People are at the Center of Change

By Christian Buckley posted 07-30-2015 01:53


Why is change so difficult? From an administrative perspective, it can mean giving up control, and letting go (at least that's the perception). It may also be a recognition of the gap between the philosophical idea of allowing people to manage their own sites and content, and the reality that, in general, these unmanaged environments are messy (especially when you later upgrade or migrate). Collaboration itself can be a difficult concept for people to embrace. It takes time to incorporate new tools and processes into your corporate culture, and many of the exciting new features that convinced your management team to adopt a technology may be counter-intuitive to the way your business is run.

It's something you need to stop and think about as you deploy a solution like SharePoint to help your organization centralize its collaboration activities. SharePoint is a platform -- it can be shaped and molded. There is no such thing as a homogeneous SharePoint deployment.
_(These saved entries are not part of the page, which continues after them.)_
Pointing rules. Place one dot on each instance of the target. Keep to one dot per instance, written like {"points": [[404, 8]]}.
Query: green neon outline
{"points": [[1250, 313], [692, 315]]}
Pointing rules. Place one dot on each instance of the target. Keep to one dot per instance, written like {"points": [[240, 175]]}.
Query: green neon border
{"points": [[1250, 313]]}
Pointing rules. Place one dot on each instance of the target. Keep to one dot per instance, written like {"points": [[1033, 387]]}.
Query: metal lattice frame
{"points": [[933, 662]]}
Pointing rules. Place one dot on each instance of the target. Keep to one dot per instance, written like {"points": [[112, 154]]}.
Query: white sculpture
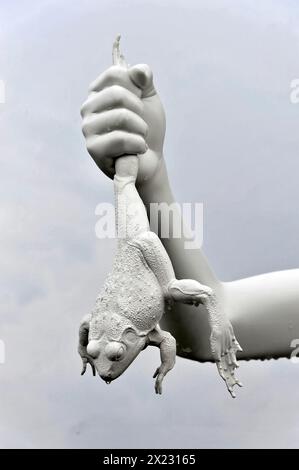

But while there are many benefits that the new features and services can provide to your organization, such as increased innovation and improved process efficiency, it is important to understand and prepare for the cultural impacts:

  1. How do these new features fit into our business focus?
  2. How it they affect productivity?
  3. What does this change about our security policies?
  4. How much visibility / transparency will I have, or will my manager have?
  5. How will these features be supported?


I don't know your organization, and what degree of change they are ready to accept, but I can advise you to work closely with your stakeholders to identify the overall vision and business priorities for your environment. In a recent CMSWire tweetjam discussing the factors that go into successful deployments of SharePoint, the consensus was that culture and user experience trumps technology every time. That means you need to avoid focusing on the technology behind the change, and make it a discussion with your leadership, your stakeholders, and your end users.

As you begin to map out your business objectives and prioritize the workloads that will be the focus of your deployment, plan to involve your end users in these discussions. Capture their feedback, let them help shape (or define the limits of) your new system. Provide visibility and regular communication around your plans, and you will be successful in your new deployment.  

1 comment


08-01-2015 10:39

Well put, Christian. I'd add that you points apply regardless of technology.